“VIERON
AL NIÑO Y POSTRÁNDOSE LO ADORARON” Mateo 2:11
Nació
en el lugar más humilde, pero los cielos resonaron con los cánticos
de los ángeles.
Nació
en un establo, sin embargo una estrella trajo a ricos y nobles desde
miles de kilómetros de distancia
para adorarlo.
Su
nacimiento fue en contra de las leyes de la vida y su muerte
contraria a las leyes de la muerte; sin embargo no existen milagros
más grandes que su nacimiento, su vida, su resurrección
y sus enseñanzas.
No
era dueño de campos de trigo, ni de pescaderías, pero a pesar de
ello alimentó a cinco mil personas y aún
sobraron panes y peces.
Nunca
sus pies pisaron lujosas moquetas, pero caminó por las aguas y éstas
lo sostuvieron.
Su
crucifixión fue el crimen de los crímenes, y sin embargo a los ojos
de Dios, ése era el único precio suficiente para hacer posible
nuestra
redención.
Cuando
murió, pocos lo lloraron, pero Dios puso un velo negro delante del
sol para oscurecerlo.
Los
que lo crucificaron no temblaron ante lo que estaban haciendo, pero
la tierra se estremeció
bajo sus pies.
El
pecado no pudo tocarlo.
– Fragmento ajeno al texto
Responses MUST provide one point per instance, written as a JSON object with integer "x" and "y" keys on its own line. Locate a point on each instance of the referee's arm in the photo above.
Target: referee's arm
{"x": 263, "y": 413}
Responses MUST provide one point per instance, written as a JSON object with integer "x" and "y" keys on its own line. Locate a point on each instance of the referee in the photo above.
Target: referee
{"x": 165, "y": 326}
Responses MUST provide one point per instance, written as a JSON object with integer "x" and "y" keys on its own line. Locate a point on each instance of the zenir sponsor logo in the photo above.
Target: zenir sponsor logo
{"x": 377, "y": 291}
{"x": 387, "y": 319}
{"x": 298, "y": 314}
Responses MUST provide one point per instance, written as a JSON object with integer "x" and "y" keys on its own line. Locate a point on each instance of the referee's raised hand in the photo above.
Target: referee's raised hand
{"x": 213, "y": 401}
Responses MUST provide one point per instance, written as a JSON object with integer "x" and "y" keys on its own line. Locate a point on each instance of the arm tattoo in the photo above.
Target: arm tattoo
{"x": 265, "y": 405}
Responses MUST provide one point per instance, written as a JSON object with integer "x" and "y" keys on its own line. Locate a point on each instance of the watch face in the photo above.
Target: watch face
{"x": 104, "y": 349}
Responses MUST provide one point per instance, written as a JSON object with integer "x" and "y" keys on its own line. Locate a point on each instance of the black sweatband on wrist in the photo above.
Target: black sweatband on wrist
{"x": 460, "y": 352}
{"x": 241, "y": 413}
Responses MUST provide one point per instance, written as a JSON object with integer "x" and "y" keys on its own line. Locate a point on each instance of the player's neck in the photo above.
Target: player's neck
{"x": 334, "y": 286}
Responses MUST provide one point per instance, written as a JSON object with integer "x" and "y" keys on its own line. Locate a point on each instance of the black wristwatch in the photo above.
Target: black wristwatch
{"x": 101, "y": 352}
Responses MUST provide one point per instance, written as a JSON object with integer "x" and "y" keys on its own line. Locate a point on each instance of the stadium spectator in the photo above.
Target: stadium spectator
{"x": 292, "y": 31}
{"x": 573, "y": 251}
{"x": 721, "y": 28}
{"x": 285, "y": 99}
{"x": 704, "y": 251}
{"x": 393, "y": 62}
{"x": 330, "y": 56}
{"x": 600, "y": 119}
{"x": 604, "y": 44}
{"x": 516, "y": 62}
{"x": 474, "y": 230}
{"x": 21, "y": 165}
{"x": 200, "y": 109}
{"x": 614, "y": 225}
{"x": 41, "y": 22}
La corrupción no pudo deshacer su cadáver.
La
tierra enrojecida por su sangre no pudo atrapar el polvo de su
cuerpo.
Predicó
el evangelio durante tres años. No escribió ningún libro, no creó
ninguna organización ni tuvo sede social. A pesar de todo, dos mil
años más tarde, Él sigue siendo la figura central de la historia
humana, el tema constante de toda predicación, el eje sobre el cual
giran las edades y el único Redentor de la raza humana.
En
estos días de celebraciones y de regalos, unámonos a los sabios
reyes del oriente, quienes “vieron
al niño” y postrándose lo adoraron” (Mateo 2:11).
¡No olvidemos nunca que la Navidad sólo tiene que ver con Jesús!